A guest post by Candice
I’ve been asked to describe my “sphere” and my struggles within that sphere. That assignment made me pause and think. What exactly is my sphere? Sometimes, despite the fact that I live in the outskirts of Bangkok, a city of 11 million plus, my personal sphere can feel pretty small.
In reading the previous posts, I could relate to Sabrina as a stay-at-home-mom. My kids are: Claire (7, avid reader, pet lover), Eliza (5, the skinny one, also a big reader) and Silas (2, likes his matchbox buses, and is a great dancer). I feel a lot of joy as a mom. My kids and my role with my kids is a huge part of who I am right now. I like crafting Christmas decorations with them, baking things for them, reading to them, creating traditions and celebrations that make them feel happy and safe.
My struggle within my mom sphere is worry. I worry about raising my kids outside their home culture and how that affects them. I worry a lot about what they are missing . . . from sleeping in Grandpa’s bunk beds to not studying American curriculum in their Thai schools . . . and deeper stuff like if they can relate socially as well as children who grow up in their home cultures.
I miss my family–on behalf of my kids and for myself too. I burst out crying in the middle of lunch yesterday because I suddenly had a wave of family-longing crash down on me. After four years of living here, I thought it would be easier, but I miss my family more over time. It never stops hurting to miss out on all the family times, like the Christmas brunch that’s coming up on Saturday. I sometimes get jealous of women in the States who can hug their moms, take the kids to Grandma for babysitting, buy a live Christmas tree, go back to school, drive a car anywhere they want, hang out with other moms and ask advice. I ask Jesus continually to give me contentment, to help me see the good, to be grateful for all my blessings here.
I can also relate to Carla as a working mom . . . language studies, teaching English, assisting our RMM team often take me outside the home as well.

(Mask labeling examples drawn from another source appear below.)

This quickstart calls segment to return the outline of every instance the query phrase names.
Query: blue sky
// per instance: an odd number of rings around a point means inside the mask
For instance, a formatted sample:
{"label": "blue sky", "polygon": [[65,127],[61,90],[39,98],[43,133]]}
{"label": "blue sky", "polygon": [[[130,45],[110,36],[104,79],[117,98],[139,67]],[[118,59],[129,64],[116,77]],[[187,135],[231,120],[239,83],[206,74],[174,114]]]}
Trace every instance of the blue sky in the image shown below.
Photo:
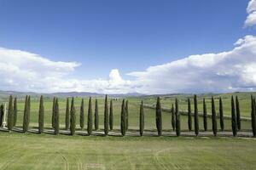
{"label": "blue sky", "polygon": [[[0,47],[51,61],[77,62],[67,76],[122,78],[192,54],[234,48],[245,26],[247,0],[0,0]],[[157,91],[156,91],[157,92]]]}

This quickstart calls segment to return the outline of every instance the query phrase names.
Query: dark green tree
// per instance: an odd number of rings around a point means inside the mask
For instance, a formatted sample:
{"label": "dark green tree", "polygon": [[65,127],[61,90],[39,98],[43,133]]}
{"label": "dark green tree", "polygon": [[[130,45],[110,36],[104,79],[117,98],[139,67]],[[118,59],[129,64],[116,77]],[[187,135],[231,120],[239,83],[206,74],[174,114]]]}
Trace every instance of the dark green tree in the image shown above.
{"label": "dark green tree", "polygon": [[8,107],[8,120],[7,128],[8,130],[11,131],[14,127],[14,107],[13,107],[13,96],[10,95],[9,99],[9,107]]}
{"label": "dark green tree", "polygon": [[105,107],[104,107],[104,134],[108,134],[108,96],[105,97]]}
{"label": "dark green tree", "polygon": [[176,135],[180,136],[180,114],[178,111],[178,101],[175,99],[175,118],[176,118]]}
{"label": "dark green tree", "polygon": [[194,118],[195,118],[195,133],[198,136],[199,124],[198,124],[198,108],[197,108],[197,97],[194,96]]}
{"label": "dark green tree", "polygon": [[81,129],[83,129],[84,127],[84,99],[82,99],[81,106],[80,106],[80,128],[81,128]]}
{"label": "dark green tree", "polygon": [[203,99],[203,119],[204,119],[204,129],[207,131],[207,107],[206,99]]}
{"label": "dark green tree", "polygon": [[224,131],[224,114],[223,114],[223,104],[222,104],[222,99],[219,98],[219,123],[220,123],[220,129],[221,131]]}
{"label": "dark green tree", "polygon": [[99,109],[98,109],[97,99],[95,100],[94,127],[95,127],[95,130],[99,129]]}
{"label": "dark green tree", "polygon": [[55,99],[55,133],[59,134],[60,131],[60,122],[59,122],[59,102],[58,102],[58,98]]}
{"label": "dark green tree", "polygon": [[39,104],[39,116],[38,116],[38,133],[44,132],[44,98],[43,95],[40,97]]}
{"label": "dark green tree", "polygon": [[125,99],[123,99],[122,109],[121,109],[121,133],[122,133],[122,136],[125,136],[125,133],[126,133],[125,123],[126,123],[125,102]]}
{"label": "dark green tree", "polygon": [[70,108],[70,133],[71,135],[74,135],[76,131],[76,109],[74,105],[73,97],[71,101],[71,108]]}
{"label": "dark green tree", "polygon": [[143,135],[144,131],[144,110],[143,110],[143,101],[140,105],[140,135]]}
{"label": "dark green tree", "polygon": [[232,132],[233,136],[236,136],[237,134],[237,123],[236,123],[236,106],[233,96],[231,97],[231,120],[232,120]]}
{"label": "dark green tree", "polygon": [[128,122],[128,118],[129,118],[129,106],[128,106],[128,99],[126,100],[126,103],[125,103],[125,113],[126,113],[126,122],[125,122],[125,128],[126,128],[126,131],[128,130],[128,126],[129,126],[129,122]]}
{"label": "dark green tree", "polygon": [[65,128],[66,128],[66,130],[67,130],[69,128],[69,123],[70,123],[69,115],[70,115],[70,112],[69,112],[69,99],[68,99],[68,98],[67,98],[66,117],[65,117],[65,122],[66,122]]}
{"label": "dark green tree", "polygon": [[109,106],[109,129],[113,130],[113,103],[112,99],[110,100],[110,106]]}
{"label": "dark green tree", "polygon": [[236,96],[236,123],[237,123],[237,130],[241,130],[241,118],[240,118],[240,105],[238,97]]}
{"label": "dark green tree", "polygon": [[172,114],[172,130],[175,131],[176,119],[175,119],[175,110],[174,110],[173,104],[172,105],[171,114]]}
{"label": "dark green tree", "polygon": [[15,101],[14,101],[14,126],[16,126],[17,114],[18,114],[17,98],[15,98]]}
{"label": "dark green tree", "polygon": [[87,133],[88,133],[88,135],[90,135],[92,133],[91,97],[90,97],[90,99],[89,99],[89,105],[88,105]]}
{"label": "dark green tree", "polygon": [[155,122],[158,136],[162,135],[162,108],[160,97],[157,98],[155,108]]}
{"label": "dark green tree", "polygon": [[216,110],[213,96],[212,96],[212,124],[214,136],[217,135]]}
{"label": "dark green tree", "polygon": [[192,113],[191,113],[191,104],[189,98],[188,99],[188,127],[189,130],[192,130]]}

I have found that teaching for me is a good outlet, a way to feel I am making a concrete contribution, and I’ve also discovered that it’s a good way to listen to the troubles of others and to pray for them. It meets a deep need of my own too. In my first year here I struggled almost daily with loneliness and adjustment. I longed for friends who understand me. And now I have Thai friends who really do. It’s taken awhile, but it’s a major blessing in my life to have true friends — someone to eat sushi with and talk about our problems, someone to go to with my cultural questions (why in this modest society is it okay for high school girls to do sexy dances on school stages??), someone to check in and care about my emotional highs and lows.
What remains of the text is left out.